In a study published in 1997, University of Pennsylvania Law School Professor Cary Coglianese reported that negotiated rulemaking did not provide the benefits advocates of the procedure had promised, namely decreased litigation and more expeditious rulemaking. At the agency that had conducted the most rules developed with neg reg at the time of his research - the EPA - 50% of the negotiated rules resulted in litigation, compared with an overall rate closer to 25%. Coglianese also found that negotiated rulemaking did not save agencies any time.

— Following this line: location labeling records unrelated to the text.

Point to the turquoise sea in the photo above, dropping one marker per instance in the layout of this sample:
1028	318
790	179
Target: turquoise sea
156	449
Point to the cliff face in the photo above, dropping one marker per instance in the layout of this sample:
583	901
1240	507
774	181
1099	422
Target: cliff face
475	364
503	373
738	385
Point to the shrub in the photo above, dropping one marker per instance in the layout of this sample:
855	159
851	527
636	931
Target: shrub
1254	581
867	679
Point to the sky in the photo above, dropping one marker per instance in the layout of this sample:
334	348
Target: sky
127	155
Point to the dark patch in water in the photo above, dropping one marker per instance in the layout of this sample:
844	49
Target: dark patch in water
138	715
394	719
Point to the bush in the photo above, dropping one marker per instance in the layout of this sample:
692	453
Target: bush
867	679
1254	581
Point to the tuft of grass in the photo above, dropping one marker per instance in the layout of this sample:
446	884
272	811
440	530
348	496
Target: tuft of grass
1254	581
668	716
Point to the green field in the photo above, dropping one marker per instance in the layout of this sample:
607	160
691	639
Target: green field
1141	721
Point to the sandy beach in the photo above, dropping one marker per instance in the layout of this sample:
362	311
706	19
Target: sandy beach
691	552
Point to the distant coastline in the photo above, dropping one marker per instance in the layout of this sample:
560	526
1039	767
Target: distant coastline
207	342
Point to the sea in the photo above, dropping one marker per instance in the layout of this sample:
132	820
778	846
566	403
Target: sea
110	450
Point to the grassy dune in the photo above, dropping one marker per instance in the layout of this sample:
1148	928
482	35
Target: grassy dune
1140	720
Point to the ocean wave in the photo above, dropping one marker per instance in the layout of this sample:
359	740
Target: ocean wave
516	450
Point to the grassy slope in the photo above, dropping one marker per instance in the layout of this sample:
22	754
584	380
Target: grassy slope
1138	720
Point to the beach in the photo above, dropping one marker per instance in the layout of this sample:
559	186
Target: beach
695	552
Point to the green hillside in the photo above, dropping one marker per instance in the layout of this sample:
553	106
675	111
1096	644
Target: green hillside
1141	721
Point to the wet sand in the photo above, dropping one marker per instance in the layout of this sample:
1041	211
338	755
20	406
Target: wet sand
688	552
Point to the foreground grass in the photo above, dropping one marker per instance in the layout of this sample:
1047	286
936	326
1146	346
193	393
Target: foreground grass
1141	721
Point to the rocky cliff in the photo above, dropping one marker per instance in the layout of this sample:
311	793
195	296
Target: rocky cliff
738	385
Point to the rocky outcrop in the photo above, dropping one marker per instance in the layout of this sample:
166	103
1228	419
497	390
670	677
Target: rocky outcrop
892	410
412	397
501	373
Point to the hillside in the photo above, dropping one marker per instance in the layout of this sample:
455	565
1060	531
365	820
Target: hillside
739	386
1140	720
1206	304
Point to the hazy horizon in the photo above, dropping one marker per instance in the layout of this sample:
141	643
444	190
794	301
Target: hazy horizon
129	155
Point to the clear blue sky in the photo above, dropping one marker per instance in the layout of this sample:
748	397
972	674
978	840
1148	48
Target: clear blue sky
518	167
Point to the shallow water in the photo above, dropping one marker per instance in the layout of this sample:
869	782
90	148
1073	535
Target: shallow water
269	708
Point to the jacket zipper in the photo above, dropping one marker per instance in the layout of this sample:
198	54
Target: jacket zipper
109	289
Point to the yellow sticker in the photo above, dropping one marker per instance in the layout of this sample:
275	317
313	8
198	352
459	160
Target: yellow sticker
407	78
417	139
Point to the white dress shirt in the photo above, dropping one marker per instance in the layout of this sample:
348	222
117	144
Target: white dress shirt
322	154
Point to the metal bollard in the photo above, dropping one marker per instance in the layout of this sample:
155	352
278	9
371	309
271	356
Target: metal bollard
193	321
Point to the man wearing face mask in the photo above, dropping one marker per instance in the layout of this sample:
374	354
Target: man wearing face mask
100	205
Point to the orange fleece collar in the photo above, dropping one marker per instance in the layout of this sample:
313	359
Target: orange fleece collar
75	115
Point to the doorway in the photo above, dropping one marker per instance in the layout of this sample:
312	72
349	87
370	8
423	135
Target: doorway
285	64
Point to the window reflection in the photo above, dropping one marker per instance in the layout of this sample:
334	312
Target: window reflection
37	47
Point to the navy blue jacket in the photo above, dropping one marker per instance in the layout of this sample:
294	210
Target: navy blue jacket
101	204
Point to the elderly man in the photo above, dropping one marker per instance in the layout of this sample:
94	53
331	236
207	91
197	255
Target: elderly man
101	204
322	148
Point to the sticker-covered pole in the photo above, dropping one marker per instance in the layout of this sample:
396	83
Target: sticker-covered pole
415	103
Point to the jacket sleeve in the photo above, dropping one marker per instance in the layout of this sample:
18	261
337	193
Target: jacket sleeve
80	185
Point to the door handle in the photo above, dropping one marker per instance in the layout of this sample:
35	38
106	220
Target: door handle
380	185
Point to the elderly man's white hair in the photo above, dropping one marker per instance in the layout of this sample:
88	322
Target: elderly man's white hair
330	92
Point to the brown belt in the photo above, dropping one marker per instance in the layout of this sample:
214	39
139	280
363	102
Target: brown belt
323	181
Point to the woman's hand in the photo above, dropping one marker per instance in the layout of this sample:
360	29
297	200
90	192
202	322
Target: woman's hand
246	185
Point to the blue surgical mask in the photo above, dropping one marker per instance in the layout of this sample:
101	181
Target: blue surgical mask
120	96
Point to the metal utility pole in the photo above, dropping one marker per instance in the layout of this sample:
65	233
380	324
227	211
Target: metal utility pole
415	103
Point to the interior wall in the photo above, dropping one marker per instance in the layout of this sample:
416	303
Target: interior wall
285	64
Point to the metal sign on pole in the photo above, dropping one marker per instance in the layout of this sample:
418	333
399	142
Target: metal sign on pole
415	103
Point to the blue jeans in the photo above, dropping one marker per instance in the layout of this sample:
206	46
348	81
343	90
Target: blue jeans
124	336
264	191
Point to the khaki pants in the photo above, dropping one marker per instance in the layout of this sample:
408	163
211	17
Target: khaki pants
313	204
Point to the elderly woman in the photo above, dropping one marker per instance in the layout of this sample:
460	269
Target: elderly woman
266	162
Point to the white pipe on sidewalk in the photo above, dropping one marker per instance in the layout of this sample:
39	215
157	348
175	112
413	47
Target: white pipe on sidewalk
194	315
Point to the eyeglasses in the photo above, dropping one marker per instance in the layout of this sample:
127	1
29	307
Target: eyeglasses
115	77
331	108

In an article published in 2000, Philip Harter characterized Coglianese's research as possessing fundamental flaws, notably stating that he "misapplies his own methodology, incorrectly measures the duration of several negotiations, and fails to differentiate among different types of judicial challenges to negotiated rules."[8] In a reply article, Coglianese rebutted Harter's criticisms, stating that "Harter makes unfounded assertions about [the original] study, disregards basic principles of empirical analysis, and continues to advance bold claims for negotiated rulemaking unsupported by reliable empirical analysis."[9]
In a subsequent paper, public policy mediator Susan Podziba has argued that negotiated rulemaking allows the benefits of face-to-face interaction and cooperation. She has also claimed that it allows all parties to share information and take advantage of the different skill sets of committee members. Research conducted by Dr. Laura Langbein of the School of Public Affairs at American University indicated that rules developed through neg reg were perceived by survey respondents to be of better quality, more accurate and timelier than rules created using the traditional process.[10] Coglianese has outlined several limitations in the Langbein study
Another criticism of negotiated rulemaking is that it subverts the public interest because special interest groups have too much sway.[11] Professor Jody Freeman of Harvard Law School argues against this idea and asserts that the phrase "public interest" is far too vague to act as a variable in the assessment of negotiated rulemaking.[12]
In 2006, the U.S. Department of the Interior and the U.S. Environmental Protection Agency Public co-sponsored a workshop to reflect on lessons learned during past negotiated rulemakings conducted throughout the federal government. According to background materials prepared for the workshop, more than 30 federal negotiated rulemakings occurred between 1996 and 2005, including the No Child Left Behind Act, Off-Road Vehicle Regulations at Cape Cod National Seashore, and Worker Safety Standards for the Use of Cranes and Derricks in Construction.[10]